RLM Stability Profile Dashboard

DrugBank database
MolPort database
Python script number 50 to build the frequency distribution graph of the RLM parameter on DrugBank molecules.
import matplotlib.pyplot as plt
from matplotlib.patches import Patch
import numpy as np
from scipy.interpolate import make_interp_spline

# 1. RLM data
x = [0, 0.05, 0.1, 0.15, 0.2, 0.25, 0.3, 0.35, 0.4, 0.45, 0.5, 
     0.55, 0.6, 0.65, 0.7, 0.75, 0.8, 0.85, 0.9, 0.95, 1]

# Frequencies in %
y = [1.74, 16.79, 11.17, 9.75, 6.23, 6.63, 5.06, 4.89, 3.88, 2.95, 3.56, 
     2.67, 3.07, 2.63, 2.87, 3.20, 3.72, 3.80, 3.48, 1.82, 0.08]

# 2. Curve smoothing (Spline)
x_smooth = np.linspace(min(x), max(x), 300)
spl = make_interp_spline(x, y, k=3)
y_smooth = spl(x_smooth)
y_smooth = [val if val > 0 else 0 for val in y_smooth] 

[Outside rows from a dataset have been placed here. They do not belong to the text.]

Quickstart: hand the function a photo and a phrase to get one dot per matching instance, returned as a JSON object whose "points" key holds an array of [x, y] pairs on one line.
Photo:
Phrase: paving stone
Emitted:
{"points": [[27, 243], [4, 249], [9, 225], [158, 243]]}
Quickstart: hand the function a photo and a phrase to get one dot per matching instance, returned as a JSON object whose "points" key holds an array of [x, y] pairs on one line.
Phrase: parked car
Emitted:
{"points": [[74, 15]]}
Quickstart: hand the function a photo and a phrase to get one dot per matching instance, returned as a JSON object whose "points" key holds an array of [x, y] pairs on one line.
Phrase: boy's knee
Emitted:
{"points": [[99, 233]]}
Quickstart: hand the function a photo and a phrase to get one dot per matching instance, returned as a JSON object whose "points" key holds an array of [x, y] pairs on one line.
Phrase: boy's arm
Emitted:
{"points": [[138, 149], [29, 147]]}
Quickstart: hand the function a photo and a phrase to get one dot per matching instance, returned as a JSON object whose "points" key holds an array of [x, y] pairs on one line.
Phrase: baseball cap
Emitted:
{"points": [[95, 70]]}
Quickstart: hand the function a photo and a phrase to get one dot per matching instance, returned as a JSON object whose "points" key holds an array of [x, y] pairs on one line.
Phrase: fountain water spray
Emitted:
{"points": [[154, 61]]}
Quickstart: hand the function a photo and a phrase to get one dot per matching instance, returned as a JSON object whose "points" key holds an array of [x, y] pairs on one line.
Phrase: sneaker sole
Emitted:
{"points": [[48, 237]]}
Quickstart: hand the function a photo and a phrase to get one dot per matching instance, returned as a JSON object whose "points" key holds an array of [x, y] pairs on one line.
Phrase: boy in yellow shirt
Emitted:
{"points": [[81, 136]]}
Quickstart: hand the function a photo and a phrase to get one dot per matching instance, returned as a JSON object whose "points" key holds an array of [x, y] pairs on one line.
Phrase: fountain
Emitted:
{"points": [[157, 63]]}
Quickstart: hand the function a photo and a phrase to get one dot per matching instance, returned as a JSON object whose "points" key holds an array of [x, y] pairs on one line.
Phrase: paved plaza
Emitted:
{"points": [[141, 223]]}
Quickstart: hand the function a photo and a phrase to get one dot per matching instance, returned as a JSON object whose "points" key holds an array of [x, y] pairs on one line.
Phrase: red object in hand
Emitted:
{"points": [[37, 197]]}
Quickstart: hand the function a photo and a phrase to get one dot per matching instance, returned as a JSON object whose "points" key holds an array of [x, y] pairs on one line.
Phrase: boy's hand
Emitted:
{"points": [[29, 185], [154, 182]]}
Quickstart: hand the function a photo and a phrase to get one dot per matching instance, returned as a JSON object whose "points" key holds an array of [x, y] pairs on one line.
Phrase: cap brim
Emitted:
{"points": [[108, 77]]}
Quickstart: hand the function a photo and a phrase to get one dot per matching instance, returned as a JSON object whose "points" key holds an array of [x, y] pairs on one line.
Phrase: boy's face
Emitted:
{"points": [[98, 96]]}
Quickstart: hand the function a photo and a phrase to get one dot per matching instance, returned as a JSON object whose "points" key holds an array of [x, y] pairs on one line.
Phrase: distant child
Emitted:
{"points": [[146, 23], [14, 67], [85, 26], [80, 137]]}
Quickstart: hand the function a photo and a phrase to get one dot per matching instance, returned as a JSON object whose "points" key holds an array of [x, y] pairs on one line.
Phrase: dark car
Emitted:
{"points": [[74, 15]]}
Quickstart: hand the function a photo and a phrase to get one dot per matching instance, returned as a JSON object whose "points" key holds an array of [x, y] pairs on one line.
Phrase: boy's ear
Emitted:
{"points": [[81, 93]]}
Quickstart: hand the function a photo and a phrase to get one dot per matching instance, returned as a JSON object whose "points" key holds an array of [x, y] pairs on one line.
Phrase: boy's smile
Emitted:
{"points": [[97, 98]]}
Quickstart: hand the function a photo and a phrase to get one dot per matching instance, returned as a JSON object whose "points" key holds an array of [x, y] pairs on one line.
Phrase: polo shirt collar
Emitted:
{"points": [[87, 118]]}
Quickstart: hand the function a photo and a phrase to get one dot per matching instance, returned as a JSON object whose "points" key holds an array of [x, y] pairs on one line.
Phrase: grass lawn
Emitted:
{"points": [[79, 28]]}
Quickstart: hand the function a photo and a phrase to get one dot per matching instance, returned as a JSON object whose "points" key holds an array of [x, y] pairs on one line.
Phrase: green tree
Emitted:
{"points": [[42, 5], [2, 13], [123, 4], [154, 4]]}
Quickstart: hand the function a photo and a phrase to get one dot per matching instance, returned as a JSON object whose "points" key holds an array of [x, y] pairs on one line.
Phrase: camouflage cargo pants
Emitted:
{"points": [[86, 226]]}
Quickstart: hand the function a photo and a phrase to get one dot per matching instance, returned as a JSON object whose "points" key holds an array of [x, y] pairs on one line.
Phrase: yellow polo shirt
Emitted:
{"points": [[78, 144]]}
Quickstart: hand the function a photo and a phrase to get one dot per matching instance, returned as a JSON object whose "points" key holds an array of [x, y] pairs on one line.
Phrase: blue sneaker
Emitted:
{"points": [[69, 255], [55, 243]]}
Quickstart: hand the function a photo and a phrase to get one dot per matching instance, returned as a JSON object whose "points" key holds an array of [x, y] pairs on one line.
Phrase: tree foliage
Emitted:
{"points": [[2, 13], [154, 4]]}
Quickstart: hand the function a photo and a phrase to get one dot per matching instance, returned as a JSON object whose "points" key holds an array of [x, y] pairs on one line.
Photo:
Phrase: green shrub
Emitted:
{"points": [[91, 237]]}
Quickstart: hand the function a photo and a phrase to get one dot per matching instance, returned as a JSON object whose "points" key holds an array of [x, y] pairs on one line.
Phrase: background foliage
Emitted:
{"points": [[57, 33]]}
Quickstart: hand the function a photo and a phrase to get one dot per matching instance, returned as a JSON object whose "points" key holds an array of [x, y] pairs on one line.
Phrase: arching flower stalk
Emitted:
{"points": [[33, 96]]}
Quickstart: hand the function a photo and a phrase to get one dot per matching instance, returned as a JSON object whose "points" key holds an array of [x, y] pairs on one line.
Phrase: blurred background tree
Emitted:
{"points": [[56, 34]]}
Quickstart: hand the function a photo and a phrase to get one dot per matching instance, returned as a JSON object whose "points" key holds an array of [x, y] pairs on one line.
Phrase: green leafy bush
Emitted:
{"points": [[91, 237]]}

# 3. Define colors (RLM Traffic Light - Reverse: Left is better)
colors = []
for val in x:
    # High Stability (Low probability of instability)
    if val <= 0.3:
        colors.append('green')
    # High Instability (> 0.7) - More common in rats than humans
    elif val >= 0.7:
        colors.append('firebrick')
    # Intermediate
    else:
        colors.append('gold')

# 4. Create the chart
plt.figure(figsize=(7, 6))

# A. Bars
plt.bar(x, y, width=0.04, color=colors, edgecolor='black', alpha=0.7, label='Data Frequency')

# 5. Tags and Titles
plt.xlabel('RLM Probability (0=Stable, 1=Unstable)', fontsize=12)
plt.ylabel('% Frequency', fontsize=12)
plt.title('Rat Liver Microsomal (RLM) Stability Prediction', fontsize=14)

# Axle settings
plt.xticks(np.arange(0, 1.1, 0.1))
plt.xlim(-0.05, 1.05)
plt.ylim(0, 18)

# 6. Vertical Legend (ON THE RIGHT)
legend_elements = [
    Patch(facecolor='green', edgecolor='black', alpha=0.7, label='Stable in Rat (Score < 0.3)'),
    Patch(facecolor='gold', edgecolor='black', alpha=0.7, label='Moderate / Variable (0.3 - 0.7)'),
    Patch(facecolor='firebrick', edgecolor='black', alpha=0.7, label='Unstable in Rat (Score > 0.7)')
]

plt.legend(handles=legend_elements, loc='upper right', ncol=1, framealpha=0.9)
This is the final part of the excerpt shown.